Dans le jardin botanique de Singapour. Crédit : Florence Santrot.

Le Rail Corridor, une coulée verte au cœur de la ville

Dans son Plan Vert pour 2030, il prévoit l’augmentation de la surface végétalisée mais aussi des passerelles entre elles, soit 500 km de voies vertes et de connecteurs de parcs d’ici à 2030. La plus emblématique des voies vertes est le Rail Corridor. Sur le modèle de New York ou Paris, Singapour a transformé cette ancienne voie ferrée parcourant toute l’île principale et remontant jusqu’à la Malaisie. Construite au début du XXe siècle, la ligne permettait les échanges de marchandises et les allers-retours des travailleurs malaisiens.

À partir de 2019, les 24 kilomètres ont mué en une longue coulée verte, le Rail Corridor, traversant des quartiers résidentiels, empruntant des ponts ferroviaires. Les cyclistes, joggers et piétons se trouvent parfois dans une nature si dense qu’ils ne voient même plus la succession d’immeubles immenses qui forment l’identité du territoire.

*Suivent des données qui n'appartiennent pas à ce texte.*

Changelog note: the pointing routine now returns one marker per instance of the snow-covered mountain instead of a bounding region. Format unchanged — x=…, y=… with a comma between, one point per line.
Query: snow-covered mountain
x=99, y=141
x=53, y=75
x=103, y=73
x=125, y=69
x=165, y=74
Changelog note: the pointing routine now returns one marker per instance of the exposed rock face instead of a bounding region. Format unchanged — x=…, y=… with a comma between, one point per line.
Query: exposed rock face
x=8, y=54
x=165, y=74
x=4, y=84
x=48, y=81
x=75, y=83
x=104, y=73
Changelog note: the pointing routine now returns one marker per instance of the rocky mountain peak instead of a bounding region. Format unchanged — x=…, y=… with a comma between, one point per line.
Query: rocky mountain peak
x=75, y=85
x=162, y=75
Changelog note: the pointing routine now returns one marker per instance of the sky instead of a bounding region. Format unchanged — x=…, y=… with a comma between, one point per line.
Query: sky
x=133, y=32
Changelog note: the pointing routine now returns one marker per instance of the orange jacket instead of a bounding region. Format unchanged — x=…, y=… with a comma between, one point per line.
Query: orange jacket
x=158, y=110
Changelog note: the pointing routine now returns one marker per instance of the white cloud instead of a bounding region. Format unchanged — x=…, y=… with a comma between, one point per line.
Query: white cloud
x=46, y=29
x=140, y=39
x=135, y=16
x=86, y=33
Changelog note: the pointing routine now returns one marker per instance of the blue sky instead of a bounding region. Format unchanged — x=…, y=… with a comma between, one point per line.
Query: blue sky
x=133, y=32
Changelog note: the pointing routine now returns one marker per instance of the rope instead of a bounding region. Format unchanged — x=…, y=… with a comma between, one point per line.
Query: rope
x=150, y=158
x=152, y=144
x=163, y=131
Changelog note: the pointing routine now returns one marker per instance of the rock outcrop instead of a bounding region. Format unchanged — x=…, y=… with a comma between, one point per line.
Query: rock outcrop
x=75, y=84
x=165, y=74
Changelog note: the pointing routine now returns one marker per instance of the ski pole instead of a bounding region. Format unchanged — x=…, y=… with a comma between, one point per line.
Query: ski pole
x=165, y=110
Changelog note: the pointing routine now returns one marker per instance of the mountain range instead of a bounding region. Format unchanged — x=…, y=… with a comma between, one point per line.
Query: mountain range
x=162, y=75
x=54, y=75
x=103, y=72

Singapour, un centre mondial pour la finance verte

“Le gouvernement peut s’appuyer sur des politiques de planification sur le long terme. Il n’a pas besoin de mettre en place des politiques à court terme (à visée électoraliste, ndlr). C’est l’une de ses grandes forces”, analyse Tomoki Fujii. Il faut dire que le pays, non démocratique, n’a jamais connu d’alternance. Le même parti politique est constamment reconduit au pouvoir. Et il contrôle les principaux médias. Pour l’économiste, les autorités ont fait d’une nécessité une opportunité.

“Le gouvernement voit un potentiel pour le développement de la finance verte, mais aussi celui de la recherche et des technologies vertes. Je ne serais pas surpris que Singapour devienne un centre mondial pour la finance verte”, prophétise-t-il. Sa transformation en ville verte n’est toutefois pas réplicable ailleurs, selon Tomoki Fujii. “On peut emprunter certains aspects du modèle mais lorsqu’on applique des politiques, il faut regarder le contexte. Singapour peut se permettre de changer de politique très rapidement. Peu de pays ont cette possibilité.”

La cascade reconstituée de la Cloud Forest en plein coeur de Singapour. Crédit : Florence Santrot.

Des défis persistants pour une ville verte et high-tech

Singapour n’a pas réussi le sans-faute. Elle reste à la traîne sur la question des déchets que les résidents peinent à recycler, et encore plus à réduire, mais également sur le dossier de l’énergie. 95 % de son énergie provient du gaz naturel, et les 5 % restants du pétrole, du charbon, du solaire et des déchets. L’agriculture est aussi un défi majeur dans cette ville-État, surtout après la Covid. Pendant la crise, le pays a connu une baisse des quantités importées à cause des restrictions des pays voisins.

Le modèle de transformation de Singapour en ville verte n’est pas réplicable ailleurs, selon l’économiste Tomoki Fujii.

Le gouvernement s’est engagé à devenir autosuffisant à hauteur de 30 % de la consommation alimentaire d’ici à 2030, mais la place manque cruellement. “Il y a cinq ou sept ans, on parlait beaucoup de fermes verticales”, rappelle Tomoki Fujii. L’État a d’ailleurs accueilli les premières tours du monde produisant des salades, des épinards ou des choux. “Mais le modèle ne semble pas viable, analyse Tomoki Fujii. Singapour en est à 10 % d’autosuffisance et l’augmentation reste mineure.” Avec une politique environnementale volontariste, le pays dispose des outils pour pallier ses faiblesses. Et le chercheur estime que l’intelligence artificielle pourrait constituer un axe d’amélioration à fort potentiel sur la gestion des ressources, des consommations et des transports. Singapour veut devenir une ville dans la nature, tout en restant une cité high-tech qui brille sur la scène mondiale.